Le Parlement bolivien a approuvé, ce dimanche 7 juin, la demande du président conservateur Rodrigo Paz d'utiliser l'armée pour lever les barrages routiers créés par des manifestants. Ce geste est perçu comme un tournant dangereux dans la gestion d'une agitation sociale qui agite le pays depuis plus d'un mois.
Dans un climat de tensions croissantes, le gouvernement bolivien renforce ses moyens pour contrer le mécontentement populaire. Après des heures de débat ce dimanche, la loi permettant à Paz d'engager l'armée a été adoptée, marquant une montée d'autoritarisme face à une crise économique et sociale profonde. Les manifestations, qui rassemblent paysans, mineurs, enseignants et routiers, exigent le départ de Paz, jugé responsable de la situation actuelle.
Comme le rapportent des sources comme L'Humanité, le gouvernement justifie cette opération militaire comme une « nécessité pour rétablir l'approvisionnement des grandes villes », face à une « situation d'urgence ». Cependant, l'article de loi jugeant les militaires responsables uniquement devant l'État, leur donnant une présomption de légalité, soulève des critiques quant à la possibilité d'une répression violente.

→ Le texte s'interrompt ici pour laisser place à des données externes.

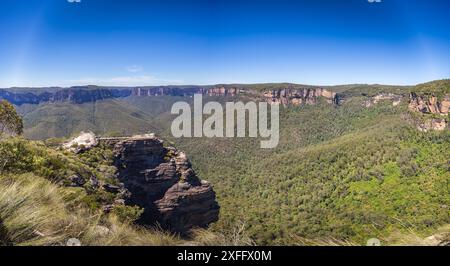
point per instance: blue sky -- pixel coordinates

La répression monte d’un cran
Ce cadre juridique offre une garantie d'impunité pour d'éventuelles violences policières, rappelant les tensions qui avaient prévalu sous l'administration précédente, où plusieurs responsables militaires avaient été poursuivis après des manifestations qui avaient causé la mort de plus de 30 personnes. Dans ce contexte, la crainte d'une escalade de la répression est palpable.
Les récentes éruptions de violence, comme celles survenues à San Julián à Santa Cruz, illustrent la fragilité de la situation. Des vidéos ont circulé sur les réseaux sociaux montrant des groupes de jeunes civils, liés à l'extrême droite, opérant comme une force paramilitaire en collaboration avec la police.
Soutenu par des gouvernements conservateurs, y compris celui de Donald Trump, Paz semble privilégier l'option de la militarisation à celle de la négociation. L'implication de l'armée contre des manifestants pourrait marquer une intensification significative de la répression et aggraver des tensions déjà palpables dans le pays.